I’m not at all comfortable in the mud with sinners, taking risks, but that is my problem and my failing, not his.
Many of these Catholics are reacting exactly like the liberal Catholics they like to deride, trusting in the Magisterium of Me rather than in the Magisterium of the Church. They are doing to Francis what they never would have tolerated anyone to do to Benedict.
I’m not exactly sure what they think will happen because Francis reaches out to sinners or eschews some of the trappings of the office. The worst that can happen, has already happened.
In a history that begins with the murder of the Son of God and includes the execution of all of our founding leaders, Arianism and dozens of lesser heresies, schisms, the sacking of Rome, the shattering of Christendom in the Reformation, dueling popes, the Cadaver Synod, Alexander VI, the loss of the papal states, the abuse crisis, and any number of other terrible moments, the idea that we’re sailing into some new nightmare of the Church because Francis mutters “Who am I to judge?” about priests who have same-sex attraction is laughable.
Continuity.
Meanwhile, Fr. Z and Michael Voris–two traditional Catholics you might expect to join the chorus of critics–have kept their heads while all about them are losing theirs. I’m sure both these men have concerns about the direction of the Francis papacy. I may well share those concerns to some degree.
I’m just willing to wait, and listen, and pray, and not lean on the panic klaxon day after wearying day. And I certainly will not disrespect the Holy Father, ever.

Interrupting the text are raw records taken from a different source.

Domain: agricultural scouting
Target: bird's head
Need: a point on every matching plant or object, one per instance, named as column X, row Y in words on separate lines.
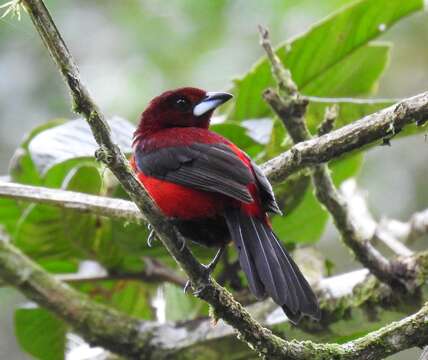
column 184, row 107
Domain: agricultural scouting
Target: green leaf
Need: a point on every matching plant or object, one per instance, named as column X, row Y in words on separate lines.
column 73, row 140
column 10, row 212
column 131, row 297
column 180, row 306
column 22, row 168
column 40, row 333
column 327, row 45
column 48, row 233
column 356, row 74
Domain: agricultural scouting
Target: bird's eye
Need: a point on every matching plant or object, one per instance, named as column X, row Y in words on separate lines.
column 182, row 104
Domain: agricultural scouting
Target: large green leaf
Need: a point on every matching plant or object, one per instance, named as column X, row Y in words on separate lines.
column 132, row 297
column 180, row 306
column 327, row 45
column 49, row 233
column 74, row 140
column 40, row 333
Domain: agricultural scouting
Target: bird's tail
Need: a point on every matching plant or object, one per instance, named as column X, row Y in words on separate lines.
column 269, row 268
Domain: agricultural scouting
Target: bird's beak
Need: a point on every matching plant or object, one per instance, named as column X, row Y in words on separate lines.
column 210, row 102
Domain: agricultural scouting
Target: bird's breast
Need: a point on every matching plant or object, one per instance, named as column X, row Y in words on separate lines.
column 184, row 203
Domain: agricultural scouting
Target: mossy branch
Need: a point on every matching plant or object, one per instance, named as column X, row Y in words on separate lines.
column 290, row 106
column 259, row 338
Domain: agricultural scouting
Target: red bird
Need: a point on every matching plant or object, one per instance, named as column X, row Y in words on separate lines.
column 215, row 193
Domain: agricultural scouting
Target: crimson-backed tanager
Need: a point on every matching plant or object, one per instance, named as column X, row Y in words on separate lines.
column 214, row 193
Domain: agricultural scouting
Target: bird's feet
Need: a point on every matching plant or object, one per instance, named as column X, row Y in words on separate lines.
column 208, row 270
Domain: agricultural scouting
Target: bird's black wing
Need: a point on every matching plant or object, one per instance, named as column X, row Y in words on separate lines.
column 208, row 167
column 266, row 192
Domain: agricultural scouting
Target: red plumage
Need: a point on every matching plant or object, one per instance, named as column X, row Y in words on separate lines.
column 214, row 193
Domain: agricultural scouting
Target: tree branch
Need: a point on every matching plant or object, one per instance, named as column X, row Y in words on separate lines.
column 285, row 107
column 378, row 232
column 98, row 205
column 223, row 304
column 103, row 326
column 356, row 135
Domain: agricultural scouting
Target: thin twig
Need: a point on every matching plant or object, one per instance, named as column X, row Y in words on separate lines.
column 357, row 205
column 154, row 272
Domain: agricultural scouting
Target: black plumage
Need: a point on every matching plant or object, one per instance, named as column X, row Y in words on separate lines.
column 208, row 167
column 269, row 268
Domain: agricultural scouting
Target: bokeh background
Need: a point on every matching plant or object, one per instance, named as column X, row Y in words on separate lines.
column 131, row 50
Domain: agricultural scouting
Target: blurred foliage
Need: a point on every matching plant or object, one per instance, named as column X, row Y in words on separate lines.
column 334, row 58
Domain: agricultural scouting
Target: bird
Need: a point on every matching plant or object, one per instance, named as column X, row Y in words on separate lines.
column 216, row 194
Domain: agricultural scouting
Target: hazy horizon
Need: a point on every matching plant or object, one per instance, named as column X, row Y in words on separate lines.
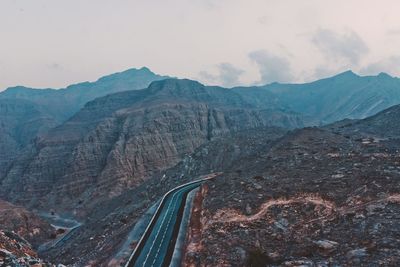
column 49, row 44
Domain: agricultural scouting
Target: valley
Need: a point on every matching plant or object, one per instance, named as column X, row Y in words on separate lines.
column 299, row 165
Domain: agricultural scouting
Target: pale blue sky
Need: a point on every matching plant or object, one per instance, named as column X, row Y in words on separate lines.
column 53, row 43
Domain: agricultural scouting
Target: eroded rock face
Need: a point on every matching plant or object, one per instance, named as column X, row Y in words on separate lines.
column 24, row 223
column 119, row 141
column 316, row 197
column 15, row 251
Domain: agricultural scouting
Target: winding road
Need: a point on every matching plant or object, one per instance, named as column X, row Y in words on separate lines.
column 157, row 244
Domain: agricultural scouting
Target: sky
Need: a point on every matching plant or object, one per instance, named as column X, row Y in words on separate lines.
column 54, row 43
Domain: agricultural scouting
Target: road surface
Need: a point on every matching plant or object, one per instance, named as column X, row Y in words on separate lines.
column 157, row 244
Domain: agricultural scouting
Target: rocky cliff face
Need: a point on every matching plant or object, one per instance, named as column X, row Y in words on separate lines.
column 26, row 113
column 61, row 104
column 291, row 202
column 24, row 223
column 118, row 141
column 20, row 122
column 346, row 95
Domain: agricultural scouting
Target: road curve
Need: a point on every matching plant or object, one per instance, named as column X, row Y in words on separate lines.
column 157, row 244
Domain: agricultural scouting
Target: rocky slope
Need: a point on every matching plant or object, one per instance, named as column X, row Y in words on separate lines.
column 20, row 122
column 16, row 251
column 24, row 223
column 346, row 95
column 26, row 113
column 61, row 104
column 118, row 141
column 315, row 197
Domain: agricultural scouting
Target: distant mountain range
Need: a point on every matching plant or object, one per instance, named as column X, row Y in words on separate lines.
column 105, row 151
column 49, row 137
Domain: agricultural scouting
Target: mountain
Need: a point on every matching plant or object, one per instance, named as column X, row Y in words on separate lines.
column 118, row 141
column 20, row 122
column 61, row 104
column 26, row 113
column 24, row 223
column 301, row 188
column 287, row 201
column 345, row 95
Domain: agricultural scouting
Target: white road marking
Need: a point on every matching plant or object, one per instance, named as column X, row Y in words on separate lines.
column 159, row 230
column 165, row 233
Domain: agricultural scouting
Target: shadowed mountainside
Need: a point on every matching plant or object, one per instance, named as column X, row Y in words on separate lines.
column 118, row 141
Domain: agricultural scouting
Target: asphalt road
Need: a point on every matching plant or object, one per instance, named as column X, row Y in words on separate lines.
column 158, row 242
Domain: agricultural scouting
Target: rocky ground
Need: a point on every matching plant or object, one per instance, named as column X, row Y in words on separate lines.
column 17, row 252
column 316, row 197
column 24, row 223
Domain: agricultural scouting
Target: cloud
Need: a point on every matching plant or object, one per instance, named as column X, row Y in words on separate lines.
column 389, row 65
column 348, row 46
column 272, row 68
column 54, row 66
column 227, row 75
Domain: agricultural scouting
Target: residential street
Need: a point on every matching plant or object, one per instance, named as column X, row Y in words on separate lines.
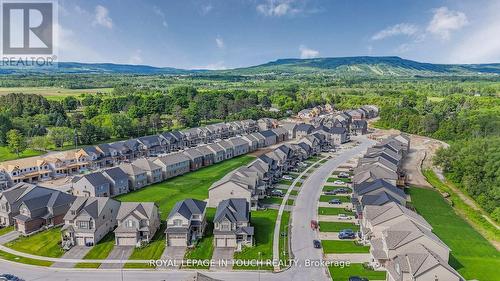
column 302, row 247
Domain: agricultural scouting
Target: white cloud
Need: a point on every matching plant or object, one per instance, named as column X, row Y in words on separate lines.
column 220, row 42
column 395, row 30
column 161, row 14
column 444, row 21
column 278, row 8
column 306, row 53
column 102, row 17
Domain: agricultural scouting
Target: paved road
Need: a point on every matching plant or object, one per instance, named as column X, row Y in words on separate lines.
column 305, row 209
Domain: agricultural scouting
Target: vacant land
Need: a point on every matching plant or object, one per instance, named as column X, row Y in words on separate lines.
column 191, row 185
column 336, row 226
column 471, row 254
column 45, row 243
column 263, row 221
column 343, row 247
column 355, row 269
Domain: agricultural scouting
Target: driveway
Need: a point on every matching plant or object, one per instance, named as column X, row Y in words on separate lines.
column 77, row 252
column 222, row 254
column 174, row 253
column 118, row 253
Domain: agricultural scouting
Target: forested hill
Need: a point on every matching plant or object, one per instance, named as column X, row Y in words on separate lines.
column 370, row 66
column 342, row 66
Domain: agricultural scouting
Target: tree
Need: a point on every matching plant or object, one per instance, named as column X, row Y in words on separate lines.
column 39, row 143
column 16, row 141
column 60, row 135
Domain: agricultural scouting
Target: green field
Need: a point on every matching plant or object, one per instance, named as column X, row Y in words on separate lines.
column 45, row 243
column 326, row 198
column 263, row 222
column 471, row 254
column 6, row 154
column 333, row 211
column 191, row 185
column 355, row 269
column 325, row 226
column 343, row 247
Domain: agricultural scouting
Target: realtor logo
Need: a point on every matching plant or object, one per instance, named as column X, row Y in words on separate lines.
column 28, row 31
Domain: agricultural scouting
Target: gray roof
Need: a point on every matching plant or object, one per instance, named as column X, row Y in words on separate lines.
column 188, row 207
column 234, row 209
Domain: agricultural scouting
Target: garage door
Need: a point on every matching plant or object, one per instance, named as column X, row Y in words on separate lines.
column 221, row 242
column 177, row 241
column 126, row 241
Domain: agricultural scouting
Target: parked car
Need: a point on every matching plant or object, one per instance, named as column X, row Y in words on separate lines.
column 343, row 217
column 335, row 202
column 317, row 244
column 277, row 192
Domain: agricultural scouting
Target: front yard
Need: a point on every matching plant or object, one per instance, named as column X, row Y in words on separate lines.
column 355, row 269
column 343, row 247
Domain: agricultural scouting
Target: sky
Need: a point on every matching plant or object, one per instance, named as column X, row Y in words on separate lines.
column 217, row 34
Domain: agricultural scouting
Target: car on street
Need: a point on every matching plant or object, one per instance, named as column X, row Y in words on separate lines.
column 317, row 244
column 335, row 201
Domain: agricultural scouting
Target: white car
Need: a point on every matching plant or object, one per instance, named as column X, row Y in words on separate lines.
column 343, row 217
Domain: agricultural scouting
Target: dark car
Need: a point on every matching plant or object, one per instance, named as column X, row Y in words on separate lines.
column 335, row 202
column 357, row 278
column 317, row 244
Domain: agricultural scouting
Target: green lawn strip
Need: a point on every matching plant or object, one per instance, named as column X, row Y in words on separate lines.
column 204, row 248
column 14, row 258
column 471, row 254
column 283, row 245
column 45, row 243
column 6, row 154
column 263, row 222
column 99, row 252
column 332, row 179
column 355, row 269
column 191, row 185
column 6, row 230
column 343, row 247
column 333, row 211
column 326, row 198
column 326, row 226
column 472, row 215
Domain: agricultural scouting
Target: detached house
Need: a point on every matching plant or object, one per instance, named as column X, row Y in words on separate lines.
column 186, row 222
column 137, row 223
column 232, row 224
column 88, row 220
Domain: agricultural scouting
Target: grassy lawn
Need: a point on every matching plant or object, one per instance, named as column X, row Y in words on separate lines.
column 326, row 226
column 45, row 243
column 333, row 211
column 332, row 179
column 204, row 249
column 283, row 245
column 471, row 254
column 263, row 221
column 14, row 258
column 355, row 269
column 343, row 247
column 99, row 252
column 6, row 230
column 326, row 198
column 6, row 155
column 191, row 185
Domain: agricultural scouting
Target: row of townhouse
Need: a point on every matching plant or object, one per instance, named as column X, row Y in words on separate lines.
column 145, row 171
column 62, row 164
column 400, row 240
column 187, row 221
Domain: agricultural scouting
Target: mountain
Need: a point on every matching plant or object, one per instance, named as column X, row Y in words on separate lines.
column 368, row 66
column 341, row 66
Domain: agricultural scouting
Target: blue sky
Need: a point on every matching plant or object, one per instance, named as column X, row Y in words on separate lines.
column 218, row 34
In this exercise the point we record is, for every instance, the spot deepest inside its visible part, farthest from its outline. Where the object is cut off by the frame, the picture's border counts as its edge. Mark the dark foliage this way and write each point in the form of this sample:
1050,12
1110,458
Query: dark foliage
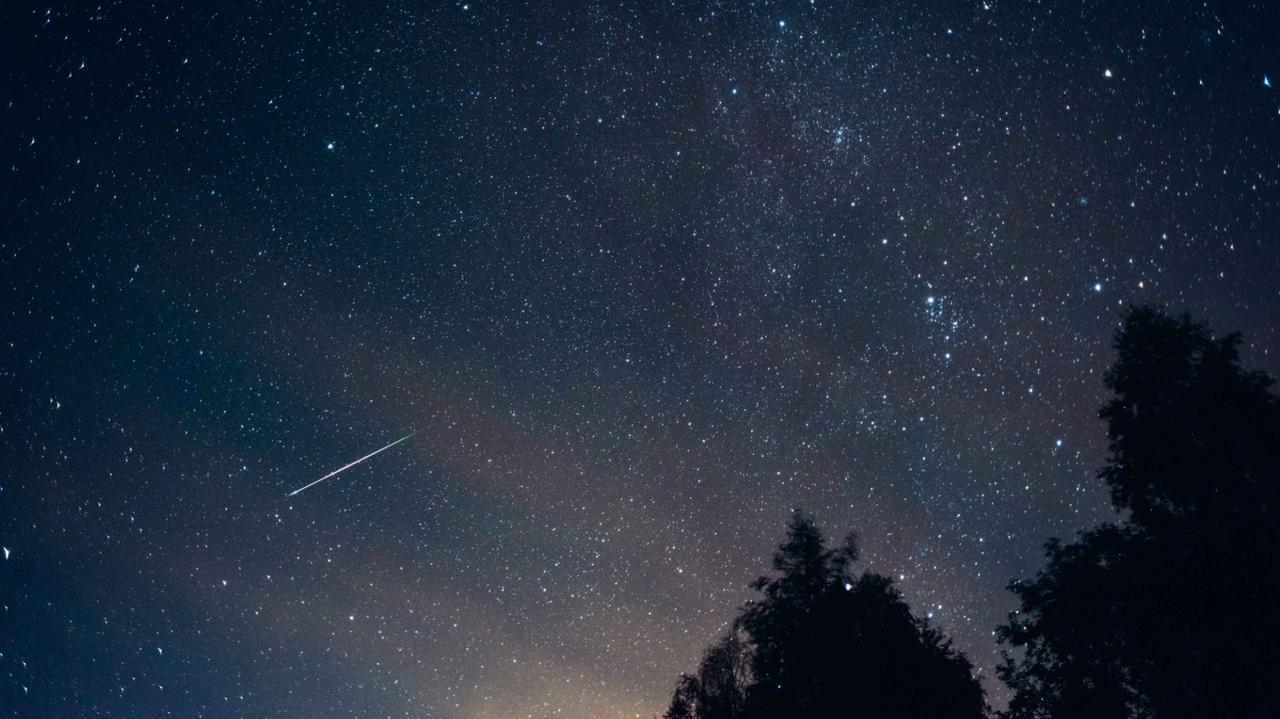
1171,613
822,642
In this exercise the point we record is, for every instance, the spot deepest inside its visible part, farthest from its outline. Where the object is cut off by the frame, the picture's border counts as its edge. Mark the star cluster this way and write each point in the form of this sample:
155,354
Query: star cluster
644,276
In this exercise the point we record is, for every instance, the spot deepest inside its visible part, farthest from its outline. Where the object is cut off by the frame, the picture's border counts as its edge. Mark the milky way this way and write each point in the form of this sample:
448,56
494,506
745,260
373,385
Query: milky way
644,276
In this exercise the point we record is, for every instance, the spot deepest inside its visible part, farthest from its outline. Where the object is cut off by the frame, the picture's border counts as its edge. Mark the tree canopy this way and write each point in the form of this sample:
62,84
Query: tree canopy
1170,613
823,642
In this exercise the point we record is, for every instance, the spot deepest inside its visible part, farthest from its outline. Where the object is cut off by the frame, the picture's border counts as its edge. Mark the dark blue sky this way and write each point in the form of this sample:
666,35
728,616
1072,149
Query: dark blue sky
643,276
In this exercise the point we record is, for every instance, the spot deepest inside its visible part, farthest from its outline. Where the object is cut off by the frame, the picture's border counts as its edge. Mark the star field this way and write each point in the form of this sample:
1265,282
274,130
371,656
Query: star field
644,276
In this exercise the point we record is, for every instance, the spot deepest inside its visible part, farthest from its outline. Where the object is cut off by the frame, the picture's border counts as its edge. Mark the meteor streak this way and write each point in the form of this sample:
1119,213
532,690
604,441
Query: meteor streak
343,468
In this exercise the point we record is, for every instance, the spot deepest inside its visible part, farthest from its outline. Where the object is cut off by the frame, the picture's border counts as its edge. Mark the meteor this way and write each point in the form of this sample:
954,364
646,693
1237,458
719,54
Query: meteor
343,468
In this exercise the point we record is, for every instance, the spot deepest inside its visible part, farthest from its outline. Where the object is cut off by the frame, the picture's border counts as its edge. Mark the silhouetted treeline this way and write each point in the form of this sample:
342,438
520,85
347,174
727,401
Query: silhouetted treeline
823,641
1175,610
1170,613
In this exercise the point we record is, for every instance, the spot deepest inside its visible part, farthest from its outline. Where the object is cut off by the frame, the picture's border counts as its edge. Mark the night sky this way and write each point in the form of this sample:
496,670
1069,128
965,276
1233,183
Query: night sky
641,276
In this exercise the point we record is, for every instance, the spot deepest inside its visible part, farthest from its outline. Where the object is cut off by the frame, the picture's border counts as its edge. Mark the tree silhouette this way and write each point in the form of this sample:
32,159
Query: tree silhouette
1171,613
822,642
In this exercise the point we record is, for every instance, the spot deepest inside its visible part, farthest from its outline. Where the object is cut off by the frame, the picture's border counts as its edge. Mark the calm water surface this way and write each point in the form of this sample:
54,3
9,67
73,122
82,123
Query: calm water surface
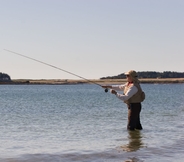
66,123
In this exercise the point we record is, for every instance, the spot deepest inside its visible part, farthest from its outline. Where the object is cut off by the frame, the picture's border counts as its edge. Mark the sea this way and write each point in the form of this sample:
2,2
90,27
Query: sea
82,123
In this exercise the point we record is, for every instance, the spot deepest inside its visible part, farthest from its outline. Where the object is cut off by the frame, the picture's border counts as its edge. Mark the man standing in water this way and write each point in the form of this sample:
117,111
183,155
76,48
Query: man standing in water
132,96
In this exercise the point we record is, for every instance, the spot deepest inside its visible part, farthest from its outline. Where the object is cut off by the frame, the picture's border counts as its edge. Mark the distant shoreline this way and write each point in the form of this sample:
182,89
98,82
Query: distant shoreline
95,81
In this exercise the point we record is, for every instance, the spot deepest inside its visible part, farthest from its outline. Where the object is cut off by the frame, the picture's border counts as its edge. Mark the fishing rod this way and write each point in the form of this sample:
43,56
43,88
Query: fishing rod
106,90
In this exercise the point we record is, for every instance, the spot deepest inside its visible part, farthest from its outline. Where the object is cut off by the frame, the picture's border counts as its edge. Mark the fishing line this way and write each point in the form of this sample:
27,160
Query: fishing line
106,90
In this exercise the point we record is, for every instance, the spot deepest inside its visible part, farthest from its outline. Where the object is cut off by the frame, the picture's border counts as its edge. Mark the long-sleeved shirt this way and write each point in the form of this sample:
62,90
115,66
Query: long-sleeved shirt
131,91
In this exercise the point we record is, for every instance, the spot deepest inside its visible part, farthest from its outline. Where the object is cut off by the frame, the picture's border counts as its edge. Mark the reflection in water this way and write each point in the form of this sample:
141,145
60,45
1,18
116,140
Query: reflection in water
135,141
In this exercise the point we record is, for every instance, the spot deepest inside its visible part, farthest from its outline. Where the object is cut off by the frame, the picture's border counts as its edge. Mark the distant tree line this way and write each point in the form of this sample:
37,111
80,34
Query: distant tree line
4,77
150,74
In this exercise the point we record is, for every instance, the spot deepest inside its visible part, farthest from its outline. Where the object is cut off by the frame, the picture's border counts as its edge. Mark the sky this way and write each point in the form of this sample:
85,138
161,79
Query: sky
90,38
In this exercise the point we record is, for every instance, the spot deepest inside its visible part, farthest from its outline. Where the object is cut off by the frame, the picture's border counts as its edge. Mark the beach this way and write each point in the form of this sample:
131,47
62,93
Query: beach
93,81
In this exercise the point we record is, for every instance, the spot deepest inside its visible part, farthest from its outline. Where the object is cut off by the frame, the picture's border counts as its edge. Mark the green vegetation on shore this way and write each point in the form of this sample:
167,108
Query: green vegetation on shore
150,74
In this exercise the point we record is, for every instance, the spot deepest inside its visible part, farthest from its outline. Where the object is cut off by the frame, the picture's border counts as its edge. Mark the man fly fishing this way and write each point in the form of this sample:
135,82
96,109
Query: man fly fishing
132,96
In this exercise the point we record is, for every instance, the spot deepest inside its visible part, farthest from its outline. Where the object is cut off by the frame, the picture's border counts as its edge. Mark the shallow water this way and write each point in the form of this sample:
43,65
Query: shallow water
57,123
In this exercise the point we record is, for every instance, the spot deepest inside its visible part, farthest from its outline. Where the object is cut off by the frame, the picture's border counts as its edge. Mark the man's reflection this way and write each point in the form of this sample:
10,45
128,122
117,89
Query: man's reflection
135,141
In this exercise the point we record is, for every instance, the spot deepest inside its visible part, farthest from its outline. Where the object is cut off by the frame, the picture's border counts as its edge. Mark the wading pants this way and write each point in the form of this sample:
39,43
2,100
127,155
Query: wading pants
134,110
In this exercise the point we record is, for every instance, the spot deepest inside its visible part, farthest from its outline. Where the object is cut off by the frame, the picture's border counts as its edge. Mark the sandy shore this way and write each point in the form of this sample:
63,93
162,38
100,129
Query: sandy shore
91,81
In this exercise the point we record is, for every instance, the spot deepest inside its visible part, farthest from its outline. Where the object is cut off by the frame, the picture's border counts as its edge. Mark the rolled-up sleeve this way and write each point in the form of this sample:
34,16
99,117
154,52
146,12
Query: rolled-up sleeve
118,87
132,90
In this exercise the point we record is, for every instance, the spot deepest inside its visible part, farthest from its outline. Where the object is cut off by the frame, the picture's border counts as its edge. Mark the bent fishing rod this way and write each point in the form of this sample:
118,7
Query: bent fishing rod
106,90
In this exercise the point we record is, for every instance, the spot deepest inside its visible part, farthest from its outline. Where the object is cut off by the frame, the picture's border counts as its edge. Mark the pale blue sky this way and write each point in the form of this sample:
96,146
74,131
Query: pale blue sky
91,38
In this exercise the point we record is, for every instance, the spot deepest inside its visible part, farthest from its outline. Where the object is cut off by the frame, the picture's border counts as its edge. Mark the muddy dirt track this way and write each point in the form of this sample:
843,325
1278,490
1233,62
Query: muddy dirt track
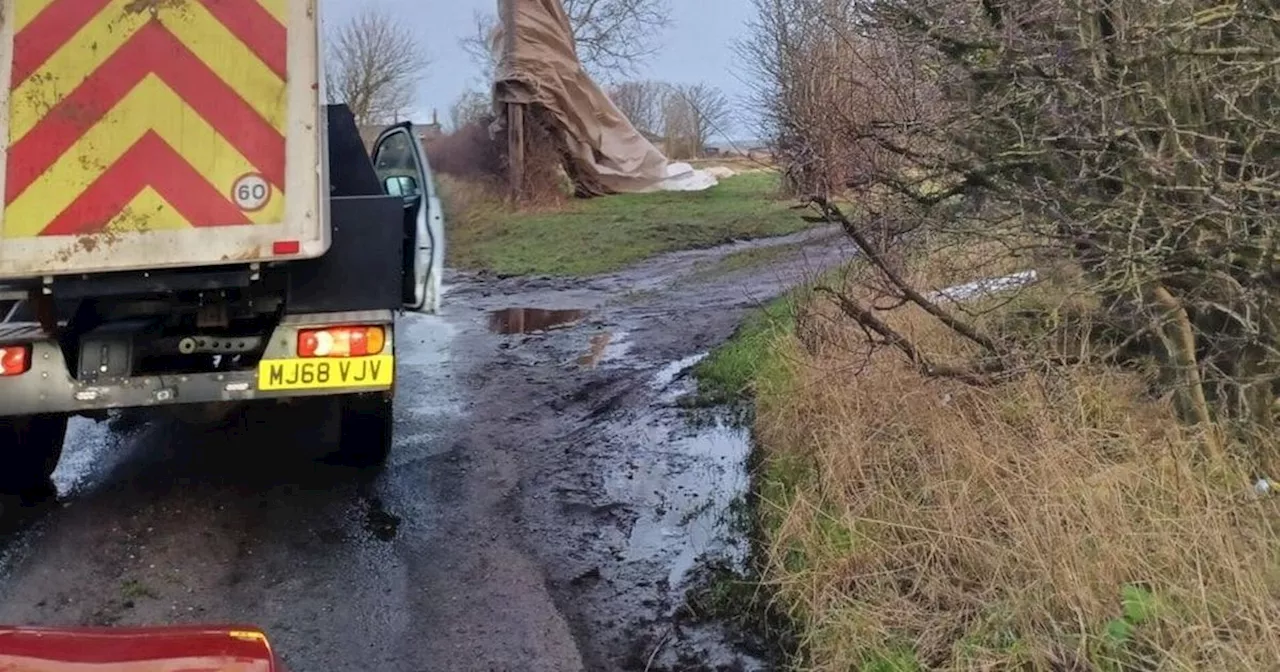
543,510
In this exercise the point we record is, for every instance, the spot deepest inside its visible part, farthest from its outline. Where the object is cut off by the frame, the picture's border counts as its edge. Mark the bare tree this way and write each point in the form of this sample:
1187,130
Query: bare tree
641,103
374,65
612,36
471,106
479,45
700,112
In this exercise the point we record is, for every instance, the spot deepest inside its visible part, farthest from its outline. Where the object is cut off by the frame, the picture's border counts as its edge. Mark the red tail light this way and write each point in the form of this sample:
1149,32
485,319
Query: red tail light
342,342
14,360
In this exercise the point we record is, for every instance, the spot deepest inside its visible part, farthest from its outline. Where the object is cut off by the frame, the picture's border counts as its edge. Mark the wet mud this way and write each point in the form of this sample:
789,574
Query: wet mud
548,504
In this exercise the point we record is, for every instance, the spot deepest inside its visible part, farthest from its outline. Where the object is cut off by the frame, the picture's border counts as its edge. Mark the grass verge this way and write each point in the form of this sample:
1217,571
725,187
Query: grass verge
1060,521
606,234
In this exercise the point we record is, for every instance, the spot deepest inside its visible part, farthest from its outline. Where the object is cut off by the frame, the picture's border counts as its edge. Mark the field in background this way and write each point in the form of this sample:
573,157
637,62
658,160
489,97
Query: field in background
608,233
1061,521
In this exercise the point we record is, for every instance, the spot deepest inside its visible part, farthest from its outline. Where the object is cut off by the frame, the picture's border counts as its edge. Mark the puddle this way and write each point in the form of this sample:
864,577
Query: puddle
380,522
598,347
531,320
671,510
663,379
688,488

The bigger problem I see in these critics is a crisis of faith. Which part of “shall not prevail against it” do they not understand?
Do they think we’re living in uniquely horrible times? If so, are they frigging kidding me?
Do they think Francis is some kind of anti-Christ who seized the throne of Peter and is busy leading the entire church into perdition with his wicked … outreach to the disaffected and lost? Do they really think the Church will be undone because She considers minor revisions to the pastoral care of divorced and remarried couples, or the pope washes the feet of women on Holy Thursday, or a Latin mass is not available somewhere?
And do they realize that this relentless criticism helps no one at all, and risks damaging the faith of many, including themselves? Do they understand that they are leading others into sin? What are they trying to prove?
And finally, if we are sailing into the End Times, So what? Isn’t that what we’ve been longing for these past 2000 years? What we’ve been training for?
We shouldn’t be wringing our hands and writing interminable panicky posts about the pending apocalypse. We should be shouting Bring it on! We should be sharpening our swords and joining St. Michael at the front lines. We’re not in this church to preserve the dogma and liturgy for its own purpose. It’s merely there while we help shepherd souls for a little while until Jesus returns.
If we are indeed seeing the beginning of the dark times that herald the coming of the anti-Christ, followed by the return of Jesus, good. Perhaps Francis is mustering as many troops as possible–sinner and pious alike–for the final battle.
Let’s stop whining and get fighting, not each other, not the Church, not the pope, not people who are fine with a plain ole Novus Ordo mass, but the enemy we’ve been trained to fight: the devil and his minions.
The fight is out there, not in here.
Those who have faith don’t fear the future. We already know the end: we win.